William...your seagull/bovine post brought back an exciting memory from my youth.
I had just graduated from HS and was driving home from Newport,Mn., about 15 miles south of St. Paul...and was going home. To do so, I had to cross what my kid brothers and I called the "race track'. These were three sets of main line high speed tracks about 200 feet apart where all the streamliners passed en route to Pigs Eye yard, and then in to St. Paul. It was an incredible place to watch trains.
The road crossed the RR tracks and were well protected by a huge complex of crossing gate arms and flashing lights, etc. As I stopped I saw the bright SS cars of the Afternoon Twin Cities Zephyr flash buy going I guessed, about 60 MPH.

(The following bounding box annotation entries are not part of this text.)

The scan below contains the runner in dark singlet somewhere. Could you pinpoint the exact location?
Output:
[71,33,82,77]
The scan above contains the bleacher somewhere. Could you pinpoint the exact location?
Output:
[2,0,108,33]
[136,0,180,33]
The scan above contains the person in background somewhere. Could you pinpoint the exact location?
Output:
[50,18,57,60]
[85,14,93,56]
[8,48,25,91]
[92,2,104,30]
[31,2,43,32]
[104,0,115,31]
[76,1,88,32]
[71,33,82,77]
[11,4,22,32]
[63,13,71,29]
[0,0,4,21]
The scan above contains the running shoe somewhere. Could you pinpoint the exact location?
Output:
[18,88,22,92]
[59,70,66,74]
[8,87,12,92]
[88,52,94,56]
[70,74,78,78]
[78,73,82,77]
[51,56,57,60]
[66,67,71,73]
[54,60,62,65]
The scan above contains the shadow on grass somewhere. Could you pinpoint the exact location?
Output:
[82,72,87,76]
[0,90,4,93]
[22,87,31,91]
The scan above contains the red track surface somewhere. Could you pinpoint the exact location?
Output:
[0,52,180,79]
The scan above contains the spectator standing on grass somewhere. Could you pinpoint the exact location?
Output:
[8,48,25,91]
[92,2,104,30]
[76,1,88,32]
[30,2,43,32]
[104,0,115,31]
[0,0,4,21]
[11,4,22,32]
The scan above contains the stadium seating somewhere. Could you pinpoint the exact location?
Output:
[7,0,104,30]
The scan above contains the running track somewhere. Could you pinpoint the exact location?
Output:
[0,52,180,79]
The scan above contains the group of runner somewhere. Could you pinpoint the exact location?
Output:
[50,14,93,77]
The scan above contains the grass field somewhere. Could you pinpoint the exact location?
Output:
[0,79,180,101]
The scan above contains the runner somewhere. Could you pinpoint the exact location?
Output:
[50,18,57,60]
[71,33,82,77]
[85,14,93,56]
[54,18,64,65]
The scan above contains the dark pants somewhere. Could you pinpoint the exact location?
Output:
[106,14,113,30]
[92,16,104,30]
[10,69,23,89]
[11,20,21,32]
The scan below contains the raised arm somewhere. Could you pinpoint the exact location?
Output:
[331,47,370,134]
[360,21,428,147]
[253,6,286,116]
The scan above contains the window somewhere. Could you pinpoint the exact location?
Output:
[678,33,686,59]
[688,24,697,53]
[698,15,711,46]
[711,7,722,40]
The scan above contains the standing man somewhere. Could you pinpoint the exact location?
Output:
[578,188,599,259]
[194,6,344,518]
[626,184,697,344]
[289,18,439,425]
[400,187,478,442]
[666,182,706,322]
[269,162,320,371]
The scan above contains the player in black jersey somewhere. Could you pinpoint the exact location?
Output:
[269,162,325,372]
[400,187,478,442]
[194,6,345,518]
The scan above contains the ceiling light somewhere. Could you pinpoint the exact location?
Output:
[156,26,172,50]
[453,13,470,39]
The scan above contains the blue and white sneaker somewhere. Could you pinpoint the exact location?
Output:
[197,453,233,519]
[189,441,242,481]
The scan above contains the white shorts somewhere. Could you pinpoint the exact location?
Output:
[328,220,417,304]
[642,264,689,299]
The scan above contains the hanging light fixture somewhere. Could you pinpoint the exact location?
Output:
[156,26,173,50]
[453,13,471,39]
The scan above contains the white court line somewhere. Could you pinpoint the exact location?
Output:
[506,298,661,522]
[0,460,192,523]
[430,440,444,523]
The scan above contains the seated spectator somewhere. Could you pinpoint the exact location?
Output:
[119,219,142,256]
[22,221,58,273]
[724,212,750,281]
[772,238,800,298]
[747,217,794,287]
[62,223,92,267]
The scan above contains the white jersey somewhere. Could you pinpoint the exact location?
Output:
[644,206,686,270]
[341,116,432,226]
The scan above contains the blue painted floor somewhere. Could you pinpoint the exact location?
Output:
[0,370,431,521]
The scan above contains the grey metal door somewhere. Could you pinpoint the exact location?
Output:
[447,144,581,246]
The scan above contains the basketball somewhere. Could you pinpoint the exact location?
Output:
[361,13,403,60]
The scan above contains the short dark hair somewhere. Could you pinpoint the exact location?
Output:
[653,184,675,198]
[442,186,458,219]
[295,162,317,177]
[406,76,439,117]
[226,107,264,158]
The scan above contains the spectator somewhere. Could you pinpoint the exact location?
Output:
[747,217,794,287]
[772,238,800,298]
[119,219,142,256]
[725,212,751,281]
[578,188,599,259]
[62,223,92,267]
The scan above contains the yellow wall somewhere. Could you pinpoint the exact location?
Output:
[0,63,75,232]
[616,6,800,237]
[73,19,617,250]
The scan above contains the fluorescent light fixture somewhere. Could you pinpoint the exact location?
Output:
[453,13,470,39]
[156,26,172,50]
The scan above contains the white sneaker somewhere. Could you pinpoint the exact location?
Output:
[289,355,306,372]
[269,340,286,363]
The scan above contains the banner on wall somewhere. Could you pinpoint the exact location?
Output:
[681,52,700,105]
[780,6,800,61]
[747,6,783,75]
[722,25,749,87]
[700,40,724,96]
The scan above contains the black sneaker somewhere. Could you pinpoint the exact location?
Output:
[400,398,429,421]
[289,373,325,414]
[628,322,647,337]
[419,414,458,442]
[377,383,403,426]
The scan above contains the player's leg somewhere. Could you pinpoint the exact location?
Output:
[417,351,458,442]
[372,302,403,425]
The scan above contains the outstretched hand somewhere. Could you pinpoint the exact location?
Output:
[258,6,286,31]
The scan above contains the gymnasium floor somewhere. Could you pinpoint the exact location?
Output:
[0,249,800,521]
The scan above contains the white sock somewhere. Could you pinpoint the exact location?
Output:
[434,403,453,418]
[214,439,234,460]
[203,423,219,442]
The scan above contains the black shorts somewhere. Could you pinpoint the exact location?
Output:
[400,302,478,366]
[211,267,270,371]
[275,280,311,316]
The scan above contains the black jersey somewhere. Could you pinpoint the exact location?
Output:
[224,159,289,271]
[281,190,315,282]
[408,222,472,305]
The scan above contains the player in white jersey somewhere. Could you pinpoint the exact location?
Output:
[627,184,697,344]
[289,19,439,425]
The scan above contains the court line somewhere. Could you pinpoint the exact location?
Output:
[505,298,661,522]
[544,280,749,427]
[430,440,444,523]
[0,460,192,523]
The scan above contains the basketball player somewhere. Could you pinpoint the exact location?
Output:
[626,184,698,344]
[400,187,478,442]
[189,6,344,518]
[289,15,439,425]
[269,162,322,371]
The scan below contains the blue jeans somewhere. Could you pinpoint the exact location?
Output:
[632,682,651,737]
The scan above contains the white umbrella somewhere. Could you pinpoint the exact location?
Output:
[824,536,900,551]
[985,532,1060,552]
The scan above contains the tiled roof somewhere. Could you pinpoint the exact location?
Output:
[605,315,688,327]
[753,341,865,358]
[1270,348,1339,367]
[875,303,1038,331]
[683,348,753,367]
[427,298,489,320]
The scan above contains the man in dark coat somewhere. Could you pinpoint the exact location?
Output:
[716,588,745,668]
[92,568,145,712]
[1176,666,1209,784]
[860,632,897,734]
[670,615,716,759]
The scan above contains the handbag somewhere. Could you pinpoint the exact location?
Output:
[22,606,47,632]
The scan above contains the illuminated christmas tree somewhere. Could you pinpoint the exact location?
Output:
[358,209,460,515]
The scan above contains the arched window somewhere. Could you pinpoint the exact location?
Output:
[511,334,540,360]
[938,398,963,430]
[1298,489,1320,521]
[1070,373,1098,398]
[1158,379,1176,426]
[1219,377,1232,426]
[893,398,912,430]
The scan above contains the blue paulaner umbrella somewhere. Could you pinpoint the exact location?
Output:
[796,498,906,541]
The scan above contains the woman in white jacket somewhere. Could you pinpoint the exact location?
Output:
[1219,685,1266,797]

Then...all hell broke loose. The noise was a huge roar and the underside of each car erupted in sparks, and blue smoke.
I I backed up my car and headed via a side road towards the head end of the train. As I drove up the parallel side road to a short cut I knew where I could cross the tracks...I passed the engines. The beautiful Burlington E-5, A and B units. The A unit was covered in blood,and the pilot was bent up like a silver gum wrapper. I slowly drove buy and had to dodge a few pieces of bovine carcass, which I recognized as pieces of a Hereford cow.Thee cab crew was on the ground looking kind of stunned.
As I drove away, in the rear view mirror the blue smoke was still covering much of the train, and I saw some yellow flames where the sparks had started a few grass fires.
As the image in the rear view mirror faded from sight I gave thanks that I had not seen the impact. It must have been ugly.
To this day, I have wondered how the train remained on the rails. Perhaps it was the high speed of the impact that simply blew that cow to bits, and the train still stayed on the track.
That night, the news on the radio confirmed what I had seen, and the news said the train was traveling over 60 MPH.
Quite a sight, that I will never forget. (Back in the 1950's, TRAINS MAGAZINE used to publish what they called their annual "Speed Survey" and for years the afternoon Twin Cities Zephyr took the prize. At one section in Wisconsin/Illinois border, along the Mississippi, calculating distance and times from the published timetable, the Zephyr hit 117 MPH.
Having ridden that train many times....I used to sit in the Vista Dome, and expect that those E-5 were going to lift off of the rails, and climb into the sky. It was a helluva ride.)